Старые друзья - [36]

Шрифт
Интервал

К н и п п е р. Какая я тебе жена, если приходится жить врозь. Я очень легкомысленно поступила по отношению к тебе. Раз я на сцене, я должна остаться одинокой и не мучить никого. Не проклинай меня!

Ч е х о в. Не говори глупостей. Мы с тобой очень порядочные супруги, если не мешаем заниматься друг другу делом. Я уже составил планы, как нам с тобой проводить будущее лето. Хочется в Швейцарию, где я еще ни разу не был, на озеро Комо. Поедем?

К н и п п е р. Как я завидую твоему сдержанному характеру. Ты — человек сильный, а я ничтожный, совершенно слабый. Ты живешь своей особенной жизнью и не придаешь значения явлениям каждодневной жизни.

Ч е х о в. От природы у меня характер резкий, я вспыльчив, но привык сдерживать себя. Скоро приеду! Подыскивай мне портного, очень хорошего, подыскивай легкий мех. У меня отродясь не было сносной, мало-мальски приличной шубы!

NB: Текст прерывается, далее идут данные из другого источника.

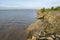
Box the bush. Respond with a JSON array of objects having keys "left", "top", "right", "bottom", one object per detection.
[{"left": 41, "top": 8, "right": 46, "bottom": 13}]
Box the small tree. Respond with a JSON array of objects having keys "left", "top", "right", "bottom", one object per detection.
[
  {"left": 51, "top": 7, "right": 54, "bottom": 10},
  {"left": 41, "top": 8, "right": 46, "bottom": 13}
]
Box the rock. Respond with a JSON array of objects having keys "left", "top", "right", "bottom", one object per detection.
[{"left": 25, "top": 11, "right": 60, "bottom": 40}]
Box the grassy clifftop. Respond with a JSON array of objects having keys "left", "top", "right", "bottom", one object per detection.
[{"left": 26, "top": 7, "right": 60, "bottom": 40}]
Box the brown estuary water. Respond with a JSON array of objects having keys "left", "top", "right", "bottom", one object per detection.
[{"left": 0, "top": 9, "right": 37, "bottom": 32}]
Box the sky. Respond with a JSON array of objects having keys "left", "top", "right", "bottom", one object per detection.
[{"left": 0, "top": 0, "right": 60, "bottom": 9}]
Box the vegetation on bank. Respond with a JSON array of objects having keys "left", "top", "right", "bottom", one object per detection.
[{"left": 26, "top": 7, "right": 60, "bottom": 40}]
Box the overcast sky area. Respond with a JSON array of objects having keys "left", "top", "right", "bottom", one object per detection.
[{"left": 0, "top": 0, "right": 60, "bottom": 9}]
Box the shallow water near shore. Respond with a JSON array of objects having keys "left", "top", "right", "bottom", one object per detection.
[{"left": 0, "top": 9, "right": 37, "bottom": 31}]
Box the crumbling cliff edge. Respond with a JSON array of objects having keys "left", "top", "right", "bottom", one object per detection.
[{"left": 25, "top": 7, "right": 60, "bottom": 40}]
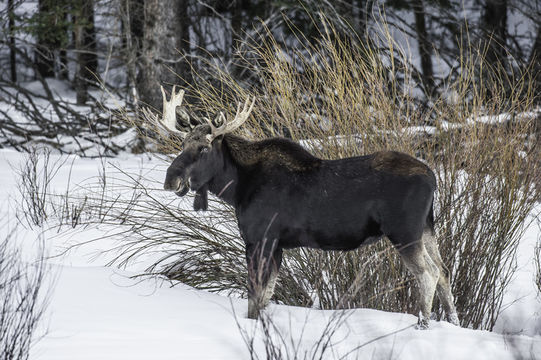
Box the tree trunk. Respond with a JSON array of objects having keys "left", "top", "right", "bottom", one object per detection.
[
  {"left": 481, "top": 0, "right": 507, "bottom": 68},
  {"left": 412, "top": 0, "right": 434, "bottom": 97},
  {"left": 120, "top": 0, "right": 144, "bottom": 104},
  {"left": 34, "top": 0, "right": 54, "bottom": 77},
  {"left": 8, "top": 0, "right": 17, "bottom": 82},
  {"left": 529, "top": 25, "right": 541, "bottom": 100},
  {"left": 137, "top": 0, "right": 189, "bottom": 109},
  {"left": 72, "top": 0, "right": 98, "bottom": 104}
]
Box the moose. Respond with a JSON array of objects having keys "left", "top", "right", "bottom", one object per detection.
[{"left": 145, "top": 87, "right": 459, "bottom": 329}]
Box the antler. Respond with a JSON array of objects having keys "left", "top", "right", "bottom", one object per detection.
[
  {"left": 143, "top": 86, "right": 188, "bottom": 139},
  {"left": 206, "top": 96, "right": 255, "bottom": 141}
]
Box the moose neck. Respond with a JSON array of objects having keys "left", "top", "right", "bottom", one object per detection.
[{"left": 208, "top": 135, "right": 250, "bottom": 206}]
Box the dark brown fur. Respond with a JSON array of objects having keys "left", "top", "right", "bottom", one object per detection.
[{"left": 371, "top": 151, "right": 432, "bottom": 176}]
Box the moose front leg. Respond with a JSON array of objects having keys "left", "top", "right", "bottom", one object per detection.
[
  {"left": 246, "top": 241, "right": 282, "bottom": 319},
  {"left": 193, "top": 185, "right": 208, "bottom": 211}
]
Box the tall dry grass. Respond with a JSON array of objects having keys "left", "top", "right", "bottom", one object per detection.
[{"left": 53, "top": 16, "right": 540, "bottom": 329}]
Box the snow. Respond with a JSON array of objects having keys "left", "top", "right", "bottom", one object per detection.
[{"left": 0, "top": 149, "right": 541, "bottom": 360}]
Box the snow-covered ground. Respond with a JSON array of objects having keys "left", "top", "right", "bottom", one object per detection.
[{"left": 0, "top": 149, "right": 541, "bottom": 360}]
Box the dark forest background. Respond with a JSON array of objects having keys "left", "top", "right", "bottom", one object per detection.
[{"left": 0, "top": 0, "right": 541, "bottom": 154}]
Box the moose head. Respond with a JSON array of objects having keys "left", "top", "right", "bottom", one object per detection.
[{"left": 143, "top": 86, "right": 255, "bottom": 210}]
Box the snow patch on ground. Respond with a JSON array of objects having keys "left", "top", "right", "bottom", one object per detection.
[{"left": 0, "top": 150, "right": 541, "bottom": 360}]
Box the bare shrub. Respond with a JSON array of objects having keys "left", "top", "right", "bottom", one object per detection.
[
  {"left": 0, "top": 231, "right": 49, "bottom": 360},
  {"left": 17, "top": 148, "right": 67, "bottom": 226},
  {"left": 68, "top": 18, "right": 540, "bottom": 329}
]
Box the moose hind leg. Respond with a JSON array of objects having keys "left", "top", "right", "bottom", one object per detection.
[
  {"left": 423, "top": 230, "right": 460, "bottom": 326},
  {"left": 247, "top": 245, "right": 282, "bottom": 319},
  {"left": 399, "top": 242, "right": 439, "bottom": 329}
]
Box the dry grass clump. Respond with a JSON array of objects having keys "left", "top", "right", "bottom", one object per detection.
[
  {"left": 0, "top": 228, "right": 50, "bottom": 360},
  {"left": 53, "top": 17, "right": 540, "bottom": 329}
]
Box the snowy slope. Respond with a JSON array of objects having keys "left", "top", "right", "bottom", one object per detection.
[{"left": 0, "top": 150, "right": 541, "bottom": 360}]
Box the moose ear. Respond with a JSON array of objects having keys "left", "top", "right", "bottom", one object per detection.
[{"left": 175, "top": 106, "right": 191, "bottom": 128}]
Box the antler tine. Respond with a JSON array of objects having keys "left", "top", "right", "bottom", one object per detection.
[
  {"left": 207, "top": 96, "right": 255, "bottom": 139},
  {"left": 160, "top": 86, "right": 187, "bottom": 138}
]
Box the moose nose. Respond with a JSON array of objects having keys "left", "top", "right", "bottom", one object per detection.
[{"left": 163, "top": 178, "right": 180, "bottom": 191}]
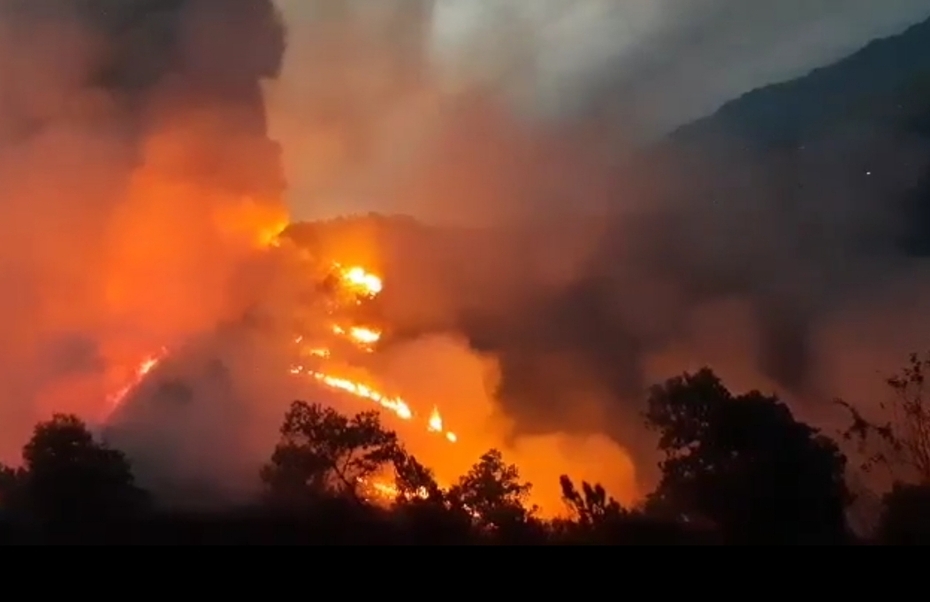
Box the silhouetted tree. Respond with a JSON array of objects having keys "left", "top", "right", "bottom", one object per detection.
[
  {"left": 878, "top": 483, "right": 930, "bottom": 545},
  {"left": 646, "top": 369, "right": 850, "bottom": 543},
  {"left": 448, "top": 449, "right": 536, "bottom": 530},
  {"left": 392, "top": 448, "right": 445, "bottom": 504},
  {"left": 261, "top": 401, "right": 398, "bottom": 505},
  {"left": 559, "top": 475, "right": 625, "bottom": 528},
  {"left": 836, "top": 353, "right": 930, "bottom": 486},
  {"left": 0, "top": 414, "right": 148, "bottom": 525}
]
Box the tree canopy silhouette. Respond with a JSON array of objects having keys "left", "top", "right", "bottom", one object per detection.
[
  {"left": 646, "top": 369, "right": 850, "bottom": 543},
  {"left": 0, "top": 414, "right": 148, "bottom": 522},
  {"left": 448, "top": 449, "right": 535, "bottom": 530},
  {"left": 261, "top": 401, "right": 400, "bottom": 504},
  {"left": 837, "top": 353, "right": 930, "bottom": 487}
]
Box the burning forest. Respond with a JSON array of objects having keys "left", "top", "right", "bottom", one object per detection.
[{"left": 0, "top": 0, "right": 930, "bottom": 543}]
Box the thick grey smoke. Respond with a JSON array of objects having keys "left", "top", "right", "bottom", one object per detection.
[
  {"left": 264, "top": 0, "right": 928, "bottom": 488},
  {"left": 0, "top": 0, "right": 286, "bottom": 468}
]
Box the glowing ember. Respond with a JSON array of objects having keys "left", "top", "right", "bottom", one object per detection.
[
  {"left": 336, "top": 264, "right": 383, "bottom": 297},
  {"left": 290, "top": 264, "right": 458, "bottom": 443},
  {"left": 106, "top": 348, "right": 168, "bottom": 413}
]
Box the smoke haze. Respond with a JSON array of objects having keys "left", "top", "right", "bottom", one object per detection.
[
  {"left": 271, "top": 1, "right": 928, "bottom": 492},
  {"left": 0, "top": 0, "right": 930, "bottom": 500},
  {"left": 0, "top": 0, "right": 286, "bottom": 458}
]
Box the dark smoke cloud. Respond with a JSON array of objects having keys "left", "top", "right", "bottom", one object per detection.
[{"left": 264, "top": 0, "right": 930, "bottom": 488}]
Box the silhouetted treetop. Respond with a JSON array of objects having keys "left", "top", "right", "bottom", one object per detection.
[
  {"left": 261, "top": 401, "right": 399, "bottom": 503},
  {"left": 646, "top": 369, "right": 849, "bottom": 542}
]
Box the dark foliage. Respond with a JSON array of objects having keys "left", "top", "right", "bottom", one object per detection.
[{"left": 647, "top": 369, "right": 851, "bottom": 544}]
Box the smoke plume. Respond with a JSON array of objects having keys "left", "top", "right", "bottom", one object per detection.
[
  {"left": 0, "top": 0, "right": 286, "bottom": 457},
  {"left": 266, "top": 3, "right": 930, "bottom": 492}
]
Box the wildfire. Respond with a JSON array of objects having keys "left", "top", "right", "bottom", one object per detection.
[
  {"left": 290, "top": 263, "right": 458, "bottom": 443},
  {"left": 335, "top": 263, "right": 384, "bottom": 297},
  {"left": 107, "top": 348, "right": 168, "bottom": 413},
  {"left": 332, "top": 324, "right": 381, "bottom": 351}
]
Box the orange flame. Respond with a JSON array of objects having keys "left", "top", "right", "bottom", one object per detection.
[{"left": 106, "top": 348, "right": 168, "bottom": 415}]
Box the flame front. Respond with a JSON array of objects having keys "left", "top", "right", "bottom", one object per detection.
[
  {"left": 106, "top": 348, "right": 168, "bottom": 415},
  {"left": 290, "top": 263, "right": 458, "bottom": 443}
]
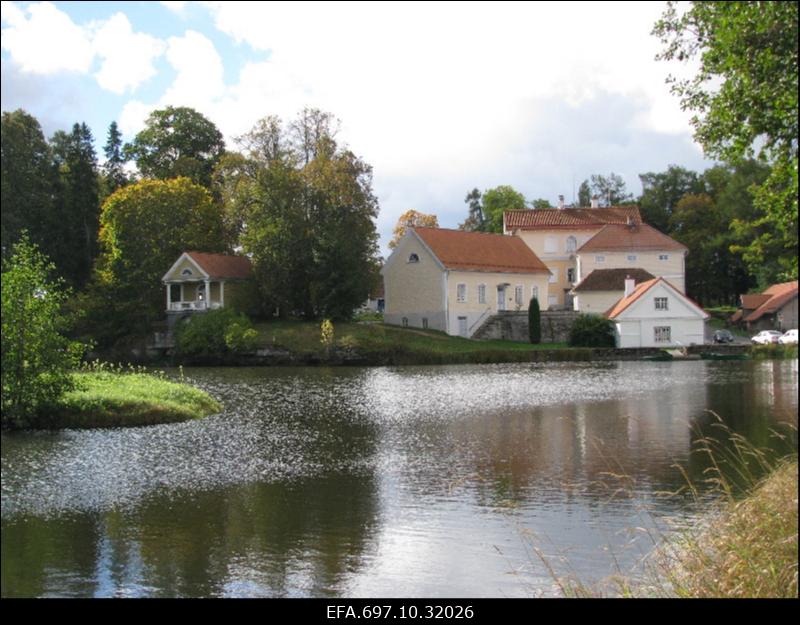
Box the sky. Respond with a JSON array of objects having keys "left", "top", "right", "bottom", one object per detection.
[{"left": 0, "top": 0, "right": 712, "bottom": 253}]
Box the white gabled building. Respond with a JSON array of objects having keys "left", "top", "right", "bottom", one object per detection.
[{"left": 606, "top": 278, "right": 709, "bottom": 347}]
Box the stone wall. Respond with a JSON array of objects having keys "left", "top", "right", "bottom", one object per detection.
[{"left": 472, "top": 310, "right": 580, "bottom": 343}]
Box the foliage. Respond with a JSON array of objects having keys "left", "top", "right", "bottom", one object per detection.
[
  {"left": 653, "top": 2, "right": 798, "bottom": 281},
  {"left": 569, "top": 315, "right": 616, "bottom": 347},
  {"left": 0, "top": 109, "right": 59, "bottom": 258},
  {"left": 2, "top": 236, "right": 83, "bottom": 427},
  {"left": 528, "top": 297, "right": 542, "bottom": 345},
  {"left": 175, "top": 308, "right": 258, "bottom": 357},
  {"left": 85, "top": 178, "right": 224, "bottom": 341},
  {"left": 217, "top": 109, "right": 378, "bottom": 319},
  {"left": 125, "top": 106, "right": 225, "bottom": 188},
  {"left": 389, "top": 209, "right": 439, "bottom": 250}
]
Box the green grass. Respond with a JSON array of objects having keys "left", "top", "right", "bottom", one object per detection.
[
  {"left": 255, "top": 321, "right": 572, "bottom": 364},
  {"left": 37, "top": 370, "right": 222, "bottom": 428}
]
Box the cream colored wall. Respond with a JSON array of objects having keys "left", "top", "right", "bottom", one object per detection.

К н и п п е р. Наш режиссер Санин женится на Лике, уже принимает поздравления.


Пауза.


Ч е х о в. Лику я знаю давно. Она хорошая девушка, умная и порядочная. Ей с Саниным будет нехорошо, она не любит его. Ну, да все это от судьбы!


Книппер уходит.


Любовь — это остаток чего-то вырождающегося, бывшего когда-то громадным, или часть того, что в будущем разовьется в нечто громадное.


Появляется  К н и п п е р.


К н и п п е р. Вчера сыграли пьесу Горького. Театр был полон полиции — и мундирной, и переодетой. На спектаклях у нас происходит черт знает что — зала наэлектризована. На улицах — городовые и жандармы. Побоище было здоровое. Говорят, государь не утвердил Горького академиком.


Книппер уходит. Появляется  Г о р ь к и й.


Г о р ь к и й. Горячая была схватка! Я вовеки не забуду этой битвы. Женщин хватали за волосы и хлестали нагайками. Но хотя и рыло в крови, а еще не известно, чья взяла. А студентики милые, славные люди. Бесстрашно идут, дабы победить или погибнуть! Дай вам боже здоровья, охоты работать, счастья, ибо никогда не поздно быть счастливым. Я подал прошение министру внутренних дел — разрешить мне поездку в Ялту.

Ч е х о в. Полагаю, что в России ежегодно, потом ежемесячно, потом еженедельно будут драться на улицах, пока не додерутся. Если бы вас пустили сюда, это было бы прекрасно. В Ялте зимой мало людей, никто не надоедает, не мешает работать. К тому же Лев Николаевич скучает без людей, мы бы навещали его. Сюжетов скопилось тьма-тьмущая. Но чувствую, что теперь надо писать как-то иначе, для кого-то другого, строгого и честного.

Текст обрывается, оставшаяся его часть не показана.